The town of Palmetto is loosely based on my own hometown of Greenville, South Carolina and its overlay of New South over Old South. However, I’m by no means faithful to street names and places, and I often “tweak” a name or location when writing fiction.For example, “Springforth Cemetery” in the novel is based on an actual cemetery down the street from me, called “Springwood,” in front of which stands a Confederate memorial that was relocated from the center of town some decades previously.
What kind of experience has writing Secret Keepers been for you?
Secret Keepers is my second novel, and while it took less time to write than my first novel, The Garden Angel, the process was not easier–just different. I knew I wanted to write Secret Keepers in the omniscient point of view, for instance, and include multiple perspectives. After completing a first draft of Secret Keepers, I spent several years revising and expanding the scope of the novel to include several members of a family and a constellation of characters in the fictitious small town of Palmetto.
How did you go about researching the flora and fauna that appear in Secret Keepers?
While writing Secret Keepers, I trained to become a Master Gardener. The Master Gardener program teaches volunteers to be community educators by providing science-based information on horticulture and environmentally sound gardening practices. I soon expanded my own garden, which is a National Wildlife Federation “Certified Wildllife Habitat,” to include vegetables and native plants, and I incorporated some of what I learned in the novel itself. For example, Gordon’s “Compost Tea” describes an actual practice of stuffing an old stocking with compost and dipping it into a watering can like a tea bag — a quick, organic way to fertilize plants and boost blooms.

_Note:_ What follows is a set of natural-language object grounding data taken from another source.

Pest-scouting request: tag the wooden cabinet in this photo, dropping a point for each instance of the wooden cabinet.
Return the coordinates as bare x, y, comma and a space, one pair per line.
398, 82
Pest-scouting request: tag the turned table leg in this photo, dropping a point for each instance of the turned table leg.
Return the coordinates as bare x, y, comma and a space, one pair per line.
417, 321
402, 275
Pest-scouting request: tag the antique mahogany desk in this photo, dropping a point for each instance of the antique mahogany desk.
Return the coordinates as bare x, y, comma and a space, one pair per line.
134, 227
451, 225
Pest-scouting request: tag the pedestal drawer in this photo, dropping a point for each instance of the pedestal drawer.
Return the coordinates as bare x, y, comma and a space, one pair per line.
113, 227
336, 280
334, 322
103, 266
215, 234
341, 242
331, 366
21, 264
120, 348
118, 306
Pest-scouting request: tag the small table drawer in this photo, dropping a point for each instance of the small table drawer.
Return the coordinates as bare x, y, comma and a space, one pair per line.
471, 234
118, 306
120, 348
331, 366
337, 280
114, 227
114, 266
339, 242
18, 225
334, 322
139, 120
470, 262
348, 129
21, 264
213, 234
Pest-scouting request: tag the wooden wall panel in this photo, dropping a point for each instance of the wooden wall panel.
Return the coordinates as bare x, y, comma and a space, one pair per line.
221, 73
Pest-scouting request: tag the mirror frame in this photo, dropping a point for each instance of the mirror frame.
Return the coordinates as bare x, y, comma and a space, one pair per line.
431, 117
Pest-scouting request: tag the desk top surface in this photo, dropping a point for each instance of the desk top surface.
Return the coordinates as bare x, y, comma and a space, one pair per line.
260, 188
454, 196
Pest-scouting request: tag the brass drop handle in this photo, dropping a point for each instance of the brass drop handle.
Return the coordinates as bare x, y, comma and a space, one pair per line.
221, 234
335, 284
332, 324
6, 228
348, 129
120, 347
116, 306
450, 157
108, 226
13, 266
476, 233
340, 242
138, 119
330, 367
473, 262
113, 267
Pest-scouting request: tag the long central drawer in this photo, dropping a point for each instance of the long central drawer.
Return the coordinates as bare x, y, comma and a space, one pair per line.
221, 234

Many of the plants featured in Secret Keepers are real — Amarnathus (or “pigweed”), for example, is an ancient Incan plant grown from seed in my own garden. Tongue Orchids, which have evolved deceitful abilities to lure pollinators, actually exist, as does Dragon Arum — Dracunculus vulgasis — a plant that smells like rotten meat to attract flies. However, other botanicals in the novel tip into magical realism: “Secret Keepers,” for instance — a purely fictional flower with a potent aroma that evokes a powerful memory of love in a person’s life. Thus, after taking a whiff of a Secret Keeper, Emma recalls the smell of her first son’s newborn head, and Jake remembers the nape of Dora’s neck. “Soul Shines,” with their eerie, petaled eyes, are preternaturally sensitive, and seem to perceive a person’s feelings (or character), as when they appear to look back at Miss Gibble in the nursing home courtyard and provide comfort as she recalls her long dead fiancé, or when, in the bank parking lot, they lean and shine toward Gordon, their homeless caretaker, and shrink away from his brother, JJ, a bank manager who disapproves of his brother.